Large Language Models can usefully replace or at least augment human workers in dealing with masses of mind-numbing detail, said Linden Blue, CEO of General Atomics, builder of the famed Predator and Repear drones. “There are so many things like, for example, writing […] operating manuals, [which is] extremely laborious and takes hours and hours of humans looking through data,” Blue told a Chamber of Commerce forum for industry Tuesday on the sidelines of the NATO conference.

At the high end, he went on, AI is in the works to analyze signals intelligence, radar signals, and other “extremely data-intensive” intel: “I think it will be fielded and coming as a near term thing,” he said.

In the near term, US defense and intelligence agencies have put their emphasis on using Large Language Models to churn through vast amounts of text — contracts, requests for proposals, logistics data, even military intelligence reports — to produce digestible summaries or, in the most ambitious cases, suggest possible plans.

RELATED: SOCOM acquisition chief says AI will be ‘key to every single thing’

They’ve also discouraged their personnel from using publicly available chatbots for work purposes, citing risks from AI’s deceptively plausible “hallucinations,” to deliberately “poisoned” data, to data-hungry developers sucking up sensitive user data to train new algorithms.
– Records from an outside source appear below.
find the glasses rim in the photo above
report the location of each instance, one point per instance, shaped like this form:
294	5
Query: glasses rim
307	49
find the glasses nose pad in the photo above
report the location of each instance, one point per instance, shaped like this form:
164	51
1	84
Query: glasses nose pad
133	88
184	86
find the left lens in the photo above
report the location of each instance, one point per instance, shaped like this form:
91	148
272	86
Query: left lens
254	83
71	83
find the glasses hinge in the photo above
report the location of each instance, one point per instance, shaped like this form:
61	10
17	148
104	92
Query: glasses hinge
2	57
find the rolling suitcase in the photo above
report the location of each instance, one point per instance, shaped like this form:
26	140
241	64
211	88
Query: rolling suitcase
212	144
It’s this distrust of “wild” chatbots that’s driven the Pentagon to develops its own customized and, hopefully,  more secure models in “cages,” as the chief of Task Force Lima, Navy Capt. M Javier Lugo, likes to put it.

Another major emphasis for Pentagon AI efforts in general, not just with genAI, has been for careful testing to ensure the algorithms perform as expected. Realistic testing is hard enough for hardware, but it’s even trickier with machine-learning algorithms that modify themselves as they ingest new data, often in ways opaque even to their original programmers.
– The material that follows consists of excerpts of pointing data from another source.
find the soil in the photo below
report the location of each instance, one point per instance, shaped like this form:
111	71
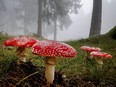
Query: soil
28	75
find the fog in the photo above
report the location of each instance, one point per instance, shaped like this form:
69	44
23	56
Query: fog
80	22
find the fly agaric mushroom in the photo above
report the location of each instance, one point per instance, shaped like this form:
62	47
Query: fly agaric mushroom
90	49
99	55
51	50
21	42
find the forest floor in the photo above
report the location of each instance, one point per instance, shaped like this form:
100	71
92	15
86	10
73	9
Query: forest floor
69	72
28	75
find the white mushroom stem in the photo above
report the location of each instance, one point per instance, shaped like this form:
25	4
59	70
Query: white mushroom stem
21	52
50	69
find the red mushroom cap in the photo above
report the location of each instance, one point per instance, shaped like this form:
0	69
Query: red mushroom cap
22	41
90	49
100	54
53	48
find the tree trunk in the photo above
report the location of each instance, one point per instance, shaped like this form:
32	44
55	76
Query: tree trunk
95	28
39	30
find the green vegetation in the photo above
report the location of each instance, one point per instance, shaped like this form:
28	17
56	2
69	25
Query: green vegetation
72	66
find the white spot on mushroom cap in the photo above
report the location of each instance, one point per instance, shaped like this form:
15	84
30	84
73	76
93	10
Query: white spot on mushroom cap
53	48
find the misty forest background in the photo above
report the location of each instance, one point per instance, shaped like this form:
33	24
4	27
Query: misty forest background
44	17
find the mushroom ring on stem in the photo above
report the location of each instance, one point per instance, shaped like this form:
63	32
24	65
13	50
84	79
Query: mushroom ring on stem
21	42
51	50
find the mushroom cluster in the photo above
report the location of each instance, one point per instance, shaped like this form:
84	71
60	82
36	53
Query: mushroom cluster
51	50
21	42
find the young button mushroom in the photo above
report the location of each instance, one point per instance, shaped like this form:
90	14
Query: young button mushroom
51	50
89	49
21	42
99	55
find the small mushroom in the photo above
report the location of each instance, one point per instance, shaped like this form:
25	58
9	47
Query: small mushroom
99	55
51	50
90	49
21	42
The new NATO strategy picks up this idea and expands the 2021 version’s brief suggestions about testing into something much more detailed and directive. The official to-do list in the 2024 revision calls on NATO to set up “key elements of an Alliance-wide AI Testing, Evaluation, Verification & Validation (TEV&V) landscape able to support the adoption of responsible AI.”

What’s more, the strategy continues, “These elements will utilize the network of DIANA affiliated Test Centres.” (Emphasis added). By contrast, the 2021 version – which predates the official launch of DIANA – merely states, “Under the forthcoming Defence Innovation Accelerator for the North Atlantic (DIANA), national AI test centres could support NATO’s AI ambition.” (Emphasis added).

“Allied testing facilities need to be able to determine if AI applications can be used safely and in accordance with NATO’s PRUs [Principles of Responsible Use’,” the strategy also demands. These six NATO principles, adopted in 2021, strongly reflect the US Defense Department’s five AI ethics principles adopted the year before.

More recently the US Defense and State Departments have led an international push to systematize and institutionalize best practices. That’s a call to which NATO allies have been responsive, as shown by the continued emphasis on “responsible AI” in this revision of the AI strategy.

Breaking Defense’s Carley Welch contributed to this report.